Or maybe I understand it all too well. When something terrible happens, a small part of me—both in the mental age it represents and its proportion relative to my overall response—wishes Superman were real. Ongoing humanitarian crises in Myanmar? Load Kent like a pack mule and send him in. Thousands of Chinese slowly suffocating in rubble? Have the Man of Steel put his X-ray vision to good use. Who doesn't harbor the childish desire to live in a world where the laws of physics can be violated in the interests of justice?
Especially when you read an article like this:
According to Zeke Poutine, officer in the "Not on Our Watch" Darfur activist group, [a vandal] shouted racial slurs while he trashed [Camp Darfur]. The Camp was rebuilt, but copycat attacks by others followed.
But if Camp Darfur has its janjaweed, it has its guardians, too.
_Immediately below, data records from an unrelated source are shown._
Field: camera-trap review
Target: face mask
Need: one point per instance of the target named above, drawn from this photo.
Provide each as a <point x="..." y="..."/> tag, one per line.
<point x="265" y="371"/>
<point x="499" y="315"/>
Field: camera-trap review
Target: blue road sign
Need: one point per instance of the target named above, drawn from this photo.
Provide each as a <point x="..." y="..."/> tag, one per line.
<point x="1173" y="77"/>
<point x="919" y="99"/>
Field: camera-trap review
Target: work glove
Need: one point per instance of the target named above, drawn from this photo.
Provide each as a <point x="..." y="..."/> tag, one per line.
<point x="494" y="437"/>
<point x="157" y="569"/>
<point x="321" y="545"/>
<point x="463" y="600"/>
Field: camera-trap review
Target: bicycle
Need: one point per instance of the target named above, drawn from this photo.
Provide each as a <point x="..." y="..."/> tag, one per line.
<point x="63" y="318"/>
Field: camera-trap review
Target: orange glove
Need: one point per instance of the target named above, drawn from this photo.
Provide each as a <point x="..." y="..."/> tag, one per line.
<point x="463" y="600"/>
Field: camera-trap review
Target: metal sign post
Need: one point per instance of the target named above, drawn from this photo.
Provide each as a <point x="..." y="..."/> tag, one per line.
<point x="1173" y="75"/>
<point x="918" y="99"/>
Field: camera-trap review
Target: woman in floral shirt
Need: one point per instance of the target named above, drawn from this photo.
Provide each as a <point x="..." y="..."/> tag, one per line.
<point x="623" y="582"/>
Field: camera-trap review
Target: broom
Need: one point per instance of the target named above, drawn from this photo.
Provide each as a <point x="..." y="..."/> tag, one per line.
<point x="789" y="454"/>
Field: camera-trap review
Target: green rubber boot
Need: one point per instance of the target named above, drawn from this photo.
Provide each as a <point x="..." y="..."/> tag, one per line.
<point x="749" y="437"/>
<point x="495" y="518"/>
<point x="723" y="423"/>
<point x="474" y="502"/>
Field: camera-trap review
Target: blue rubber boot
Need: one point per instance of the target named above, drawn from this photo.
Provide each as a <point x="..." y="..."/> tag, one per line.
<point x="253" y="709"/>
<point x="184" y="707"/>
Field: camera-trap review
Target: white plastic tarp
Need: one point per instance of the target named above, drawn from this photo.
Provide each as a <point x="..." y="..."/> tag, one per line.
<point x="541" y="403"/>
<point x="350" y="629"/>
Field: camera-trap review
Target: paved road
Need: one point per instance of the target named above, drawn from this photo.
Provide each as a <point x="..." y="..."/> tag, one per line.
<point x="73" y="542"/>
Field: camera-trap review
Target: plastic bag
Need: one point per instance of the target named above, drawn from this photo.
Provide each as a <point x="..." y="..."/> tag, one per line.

For shortly after the raids began, a Better World visitor who’d learned a lot about Sudan’s genocide from the Camp called a group of his to the island, to offer their protection.
Because the Camp exists not in our world, but in Second Life, the group that came to the aid of the refugees looks like this:
Seriously:
And that’s why Camp Darfur is now under the vigilant eye of the Green Lantern Core, a band of superheroes who patrol Second Life with masks, tights, and magic lamps.
So I suppose I do understand Second Life. The allure of agency is difficult to ignore. What can we do about Darfur? Volunteer time. Donate money. What can they do about virtual Darfur? Defend it with alien technology. Why be Jon Stewart when you could be John Stewart?
The unintended consequence of unleashing the Green Lantern Core in Second Life is how revealing it is of a particular kind of political agency. The power rings from which the members of the Core draw their strength are fueled by willpower. The more the wearer possesses, the greater the power of the ring. If he wishes really hard, he might just be able to change the world.
If I do, reports of a blue and red blur delivering food in Myanmar will surface on the evening news. But I wouldn't hold my breath.
In Second Life do the Green Lanterns actually have Ring powers? If so, this is an aspect of SL they really should be advertising more heavily.
Posted by: Ahistoricality | Saturday, 17 May 2008 at 03:22 PM
The rings do have a wide variety of functions, rather like the Star Wars role-players and their sets of Force Powers. But who would do the advertising? Nobody really advertises SL.
Posted by: Tateru Nino | Saturday, 17 May 2008 at 08:22 PM
Weird, I didn't know about this aspect of it. Then again, I know nothing about Second Life other than what I have seen filtered by Law and Order and CSI: NY, when things _go bad_ and virtual world beefs go to the real world or some stalking thing or whatever. I also read this article about people emotionally cheating on their real life spouses with online avatars.
So actually, this is nice to hear, even if it is still way deluded. But so is most idealism and political activism, without which things wouldn't change.
Posted by: Belle Lettre | Sunday, 18 May 2008 at 01:27 AM
Did you see the article in bitch magazine? It was called "Same Shit, Different Life." The article was saying to so much of the bigotry we associate with real life is amplified in second life. It was pretty disturbing stuff.